The single-target lanes fail closed. If the one machine that serves local_image is busy or down, that request errors out rather than quietly going somewhere else, and it never crosses to the cloud looking for a home. I would rather see an error than a prompt on someone else’s server.
Privacy-by-prefix: the pattern that keeps sensitive prompts off the cloud
Every label in that table starts with either local_ or cloud_, and the router makes its entire trust decision from that prefix before it looks at anything else. A local_ request goes to one of my own machines and never leaves my private network. A cloud_ request may go to an outside provider. The caller decides by choosing the label. There is no separate setting to forget and no default that could quietly leak something.
My machines are stitched together by Tailscale, a private network mesh that puts all of my own hardware on one secure tunnel, as if they shared an office LAN even when they are scattered across the city. A local_ request rides that tunnel and never touches the public internet.
The mistake that forced a rebuild
The first version of the router worked the category out for you. That is how it leaked.
Callers passed an unprefixed label like classify or writing, and the router decided per-model from quality scores and available headroom. If no label came in at all, the router read the prompt text and guessed the category from keywords.
I caught the guessing problem while reading the journal one afternoon. Some prompts about internal documents had matched the word “research” in their text, been auto-labelled as research, and routed to Gemini in the cloud. The leak itself was small. Nothing bounded it, though: once you trust a keyword-matcher with your privacy policy, you have trusted it with every prompt it has not seen yet.
The second flaw was quieter. The old router had a rule that if a prompt is too big to fit in the local model’s memory, skip the local machine and use the cloud. That reads as sensible engineering right up until the oversized prompt is also a sensitive one. The request goes to Gemini, and nothing in the response mentions it.

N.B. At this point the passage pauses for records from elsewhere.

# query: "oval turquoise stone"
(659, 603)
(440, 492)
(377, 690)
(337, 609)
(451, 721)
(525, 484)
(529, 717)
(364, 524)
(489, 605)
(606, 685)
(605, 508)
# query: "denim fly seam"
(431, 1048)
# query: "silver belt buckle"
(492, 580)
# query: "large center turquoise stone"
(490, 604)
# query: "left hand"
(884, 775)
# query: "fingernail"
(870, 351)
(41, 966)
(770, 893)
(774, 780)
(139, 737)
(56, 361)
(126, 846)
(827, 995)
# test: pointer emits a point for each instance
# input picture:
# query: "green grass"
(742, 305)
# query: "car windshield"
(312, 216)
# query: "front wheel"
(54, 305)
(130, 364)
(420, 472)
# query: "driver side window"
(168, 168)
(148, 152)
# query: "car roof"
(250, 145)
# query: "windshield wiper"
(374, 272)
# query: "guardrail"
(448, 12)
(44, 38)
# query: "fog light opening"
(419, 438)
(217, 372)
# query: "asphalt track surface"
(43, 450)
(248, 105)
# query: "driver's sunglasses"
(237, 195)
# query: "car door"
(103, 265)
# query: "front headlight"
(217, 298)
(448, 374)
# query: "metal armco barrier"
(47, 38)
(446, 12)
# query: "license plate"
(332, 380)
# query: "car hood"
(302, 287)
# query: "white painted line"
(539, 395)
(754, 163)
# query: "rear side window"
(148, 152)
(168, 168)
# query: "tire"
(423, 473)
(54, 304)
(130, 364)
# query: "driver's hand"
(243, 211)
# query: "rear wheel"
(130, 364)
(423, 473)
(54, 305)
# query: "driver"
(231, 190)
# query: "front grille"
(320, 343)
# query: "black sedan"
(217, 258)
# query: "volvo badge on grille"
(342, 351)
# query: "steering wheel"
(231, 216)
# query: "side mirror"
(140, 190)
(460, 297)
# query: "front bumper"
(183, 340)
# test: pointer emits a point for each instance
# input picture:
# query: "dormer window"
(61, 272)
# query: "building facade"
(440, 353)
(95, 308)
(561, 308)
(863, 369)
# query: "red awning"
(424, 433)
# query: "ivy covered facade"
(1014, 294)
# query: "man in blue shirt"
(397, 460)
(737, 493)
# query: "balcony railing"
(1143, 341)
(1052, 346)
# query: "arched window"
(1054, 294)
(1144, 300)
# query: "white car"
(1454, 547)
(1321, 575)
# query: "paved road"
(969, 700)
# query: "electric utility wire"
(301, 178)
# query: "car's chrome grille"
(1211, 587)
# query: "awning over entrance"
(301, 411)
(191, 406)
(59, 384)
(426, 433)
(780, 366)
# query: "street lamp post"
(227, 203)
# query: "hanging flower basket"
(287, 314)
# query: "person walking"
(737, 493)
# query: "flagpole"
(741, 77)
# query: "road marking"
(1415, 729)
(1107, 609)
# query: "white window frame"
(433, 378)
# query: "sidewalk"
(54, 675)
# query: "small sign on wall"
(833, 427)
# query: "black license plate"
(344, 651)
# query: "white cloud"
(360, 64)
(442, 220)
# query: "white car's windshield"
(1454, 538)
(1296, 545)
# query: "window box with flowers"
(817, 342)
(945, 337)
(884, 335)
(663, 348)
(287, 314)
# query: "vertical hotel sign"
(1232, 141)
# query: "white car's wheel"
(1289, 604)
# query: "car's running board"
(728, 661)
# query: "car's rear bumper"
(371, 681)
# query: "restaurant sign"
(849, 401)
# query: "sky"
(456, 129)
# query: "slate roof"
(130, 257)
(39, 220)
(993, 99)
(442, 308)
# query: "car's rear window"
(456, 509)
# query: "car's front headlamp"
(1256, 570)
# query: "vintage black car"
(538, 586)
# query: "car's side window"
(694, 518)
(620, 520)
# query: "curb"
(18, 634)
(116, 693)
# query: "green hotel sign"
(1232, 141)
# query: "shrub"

Both behaviours got deleted in a single patch. The label is now required, and a missing or unrecognized one returns an error. The local tier never falls back to the cloud, so if no local machine has room the request fails rather than escaping to a provider. Across a trust boundary, every convenience that guesses on your behalf is a way over the line that nobody signed off on.
Journal entries document themselves now, too. A line reading task_type: cloud_classifyextract records that someone declared this prompt safe for the cloud at that moment.
What the LLM routing daemon looks like under the hood
The entire routing table is one dictionary: a lookup that maps each label to the model tier it belongs to, with no clever rules and no pattern matching.
_ROUTES: dict[str, Tier] = {
# cloud-only categories
"cloud_research": Tier.GEMINI, # web grounding
"cloud_reasoning": Tier.CEREBRAS, # gpt-oss-120b
"cloud_code": Tier.CODEX, # gpt-5.4 (ChatGPT auth = effectively free)
"cloud_writing": Tier.MISTRAL, # Gemini Pro quota is zero on current API keys
"cloud_classifyextract": Tier.GROQ, # llama-3.1-8b-instant
"cloud_other": Tier.CLOUD_ANY, # caller names the model
# local categories
"local_classifyextract": Tier.LOCAL, # ministral-8b sidecars, 3090 Ti behind them
"local_code": Tier.LOCAL, # Mac Studio qwen3.6-27b-mtp, 3090 Ti behind it
"local_reasoning": Tier.LOCAL, # 3090 Ti
"local_reasoning_nothink": Tier.LOCAL, # same, thinking forced off
"local_reasoning_secondary":Tier.LOCAL, # Mac Studio qwen3.6-27b-mtp
"local_research": Tier.LOCAL, # 3090 Ti, caller pre-fetches context
"local_writing": Tier.LOCAL, # 3090 Ti
"local_synthesize": Tier.LOCAL, # Mac Studio, RAG over retrieved context
"local_image": Tier.LOCAL, # Mac Studio qwen3-vl-4b-instruct
"local_promptinjecttest": Tier.LOCAL, # Mac Studio hermes-3-llama-3.2-3b
}
Sixteen entries, no precedence rules. When I am not sure where a request will go, I read one screen of code.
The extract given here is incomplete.